Flaming Lips’ Wayne Coyne: ‘I’m Not a Good Musician’
Instead of heading to a real recording studio, the Flaming Lips cut most of their 12th album in the living room of multi-instrumentalist Steven Drozd’s Oklahoma City home. “We thought we were just working on demos,” says singer Wayne Coyne, 48. “But that house gave us a groovy sound.” The result is an epic double album that abandons the catchy psych pop of their past few records for intense stoner-rock jams like “Convinced of the Hex” and “Your Bats.” “A lot of music that is utterly sloppy is better because of it, like the Stones and Zeppelin,” says Coyne, whose band is headlining San Francisco’s Treasure Island Music Festival on October 18th. “You take the slop away, and it’s not cool.”
The first 30 seconds of the album is weird guitar noises and feedback. What did your label say when they heard it?
That’s why it’s such a great beginning. It’s like, “We’re gonna jam!” The label knows we’re freaks, and they love it.
Why did you make a double album?
I always go back to something George Martin says about the Beatles‘ White Album: “It would have made a great single record.” If that were a single record, one of my favorite tracks of all time, “Revolution 9,” wouldn’t have made it. So we started recording the weird shit, and we liked it so much we just kept with it.
You played bass on Embryonic. How would you rate your musical skills?
I’m not a good musician, even on a punk-rock level. I think you either have it or you don’t, and I don’t. But punk rock wouldn’t be here if music was left in the hands of musicians. My heroes like Gibby Haynes, Henry Rollins and John Lydon wouldn’t be around.

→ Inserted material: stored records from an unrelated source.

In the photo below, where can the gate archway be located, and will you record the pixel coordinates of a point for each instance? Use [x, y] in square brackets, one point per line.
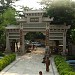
[34, 21]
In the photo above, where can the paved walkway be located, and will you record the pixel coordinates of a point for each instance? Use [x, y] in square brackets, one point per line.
[30, 64]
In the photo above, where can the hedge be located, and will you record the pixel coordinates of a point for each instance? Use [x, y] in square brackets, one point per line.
[6, 60]
[62, 66]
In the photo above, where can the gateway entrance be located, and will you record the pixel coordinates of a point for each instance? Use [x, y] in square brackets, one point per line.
[34, 21]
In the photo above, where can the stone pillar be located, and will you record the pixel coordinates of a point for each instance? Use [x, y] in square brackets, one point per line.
[21, 40]
[8, 49]
[64, 42]
[23, 45]
[47, 53]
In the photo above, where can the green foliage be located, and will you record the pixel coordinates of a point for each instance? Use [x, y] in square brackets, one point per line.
[62, 11]
[63, 67]
[9, 17]
[1, 54]
[7, 60]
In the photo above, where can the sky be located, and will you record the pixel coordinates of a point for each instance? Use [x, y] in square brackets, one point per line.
[30, 3]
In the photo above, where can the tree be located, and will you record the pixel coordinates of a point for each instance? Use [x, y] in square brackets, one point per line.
[9, 17]
[62, 10]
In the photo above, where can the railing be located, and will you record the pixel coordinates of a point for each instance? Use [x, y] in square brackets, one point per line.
[34, 25]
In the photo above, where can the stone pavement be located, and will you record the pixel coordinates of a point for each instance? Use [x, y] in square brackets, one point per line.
[30, 64]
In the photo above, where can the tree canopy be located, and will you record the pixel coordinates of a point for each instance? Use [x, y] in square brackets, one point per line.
[63, 11]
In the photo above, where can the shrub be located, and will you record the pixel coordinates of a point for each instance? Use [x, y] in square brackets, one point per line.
[63, 67]
[6, 60]
[1, 54]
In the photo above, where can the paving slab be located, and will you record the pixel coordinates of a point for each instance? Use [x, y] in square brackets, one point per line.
[30, 64]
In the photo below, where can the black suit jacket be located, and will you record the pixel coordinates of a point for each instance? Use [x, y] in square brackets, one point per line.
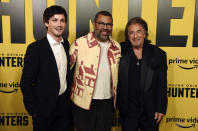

If someone handed you a guitar at a party, what would you play?
Growing up, I could probably play what I thought was “Smoke on the Water,” but I don’t know how to do other people’s songs. We were at a party in Barcelona, and [original Beatles drummer] Pete Best was playing. Jackson Browne was there, and he got asked to play onstage. He said, “I don’t do that.” If he doesn’t do that, someone of my caliber never should.
The Lips are festival veterans – what’s the best one you guys have played?
I’d say Lollapalooza in 1994. The Beastie Boys had just released Ill Communication. They were at their peak. The Breeders were on the radio, and we played with the Boredoms, Stereolab, the Palace Brothers and Guided by Voices.
In Oklahoma City, there’s the Flaming Lips Alley. What goes on there?
I wish I could say all kinds of wicked, drug-deal-y shit. It’s just this street that connects a big venue with a few restaurants in the edgy part of town. As soon as the mayor said, “We should give them a street,” it all became really controversial. People started saying, “We can’t give them a street; they have a song called ‘Jesus Shootin’ Heroin.'”
This story is from the October 15th, 2009 issue of Rolling Stone.